NVIDIA Continues To Sweep AI Training Benchmarks With Hopper & Ampere GPUs
Press Release: In industry-standard tests of AI training, NVIDIA H100 Tensor Core GPUs set world records on enterprise workloads; A100 raised the bar in high-performance computing. Two months after their debut sweeping MLPerf inference benchmarks, NVIDIA H100 Tensor Core GPUs set world records across enterprise AI workloads in the industry group’s latest tests of AI training. Together, the results show H100 is the best choice for users who demand the utmost performance when creating and deploying advanced AI models. NVIDIA H100 GPUs (aka Hopper) set world records for training models in all eight MLPerf enterprise workloads. They delivered up to 6.7x more performance than previous-generation GPUs when they were first submitted on MLPerf training. By the same comparison, today’s A100 GPUs pack 2.5x more muscle, thanks to advances in software.
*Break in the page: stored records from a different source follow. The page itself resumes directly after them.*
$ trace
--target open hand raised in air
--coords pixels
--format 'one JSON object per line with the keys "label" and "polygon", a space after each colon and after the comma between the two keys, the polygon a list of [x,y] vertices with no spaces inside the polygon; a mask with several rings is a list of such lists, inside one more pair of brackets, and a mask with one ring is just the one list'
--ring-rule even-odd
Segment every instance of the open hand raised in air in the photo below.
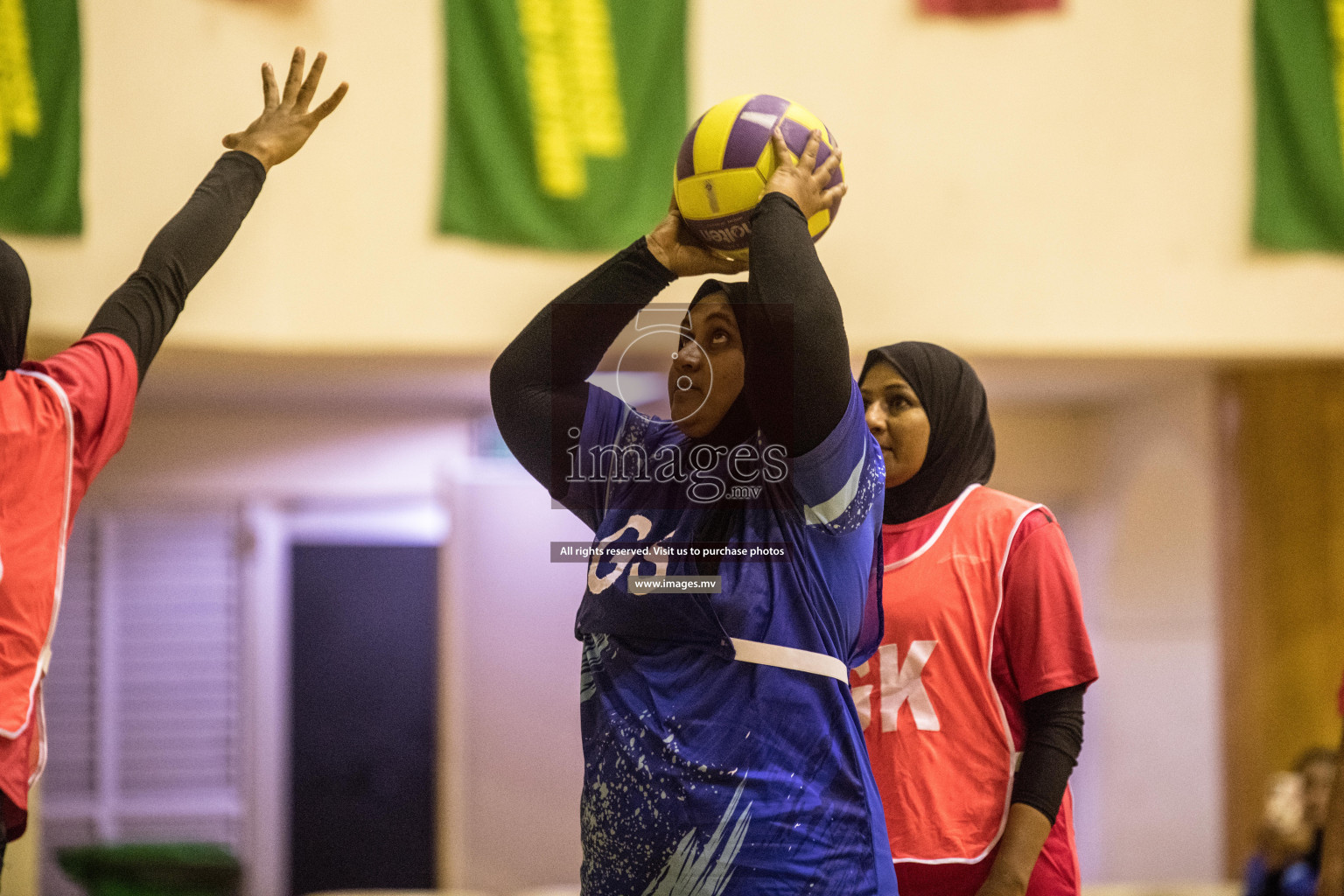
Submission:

A100 GPUs Hit New Peak in HPC In the separate suite of MLPerf HPC benchmarks, A100 GPUs swept all tests of training AI models in demanding scientific workloads run on supercomputers. The results show the NVIDIA AI platform’s ability to scale to the world’s toughest technical challenges. For example, A100 GPUs trained AI models in the CosmoFlow test for astrophysics 9x faster than the best results two years ago in the first round of MLPerf HPC. In that same workload, the A100 also delivered up to a whopping 66x more throughput per chip than an alternative offering. The HPC benchmarks train models for work in astrophysics, weather forecasting, and molecular dynamics. They are among many technical fields, like drug discovery, and adopting AI to advance science.
Supercomputer centers in Asia, Europe, and the U.S. participated in the latest round of the MLPerf HPC tests. In its debut on the DeepCAM benchmarks, Dell Technologies showed strong results using NVIDIA A100 GPUs. An Unparalleled Ecosystem In the enterprise AI training benchmarks, a total of 11 partners, including the Microsoft Azure cloud service, made submissions using NVIDIA A100, A30, and A40 GPUs. System makers including ASUS, Dell Technologies, Fujitsu, GIGABYTE, Hewlett Packard Enterprise, Lenovo, and Supermicro used a total of nine NVIDIA-Certified Systems for their submissions. For example, submissions in the latest HPC tests applied a suite of software optimizations and techniques described in a technical article. Together they slashed runtime on one benchmark by 5x, to just 22 minutes from 101 minutes. In the latest round, at least three partners joined NVIDIA in submitting results on all eight MLPerf training workloads. That versatility is important because real-world applications often require a suite of diverse AI models.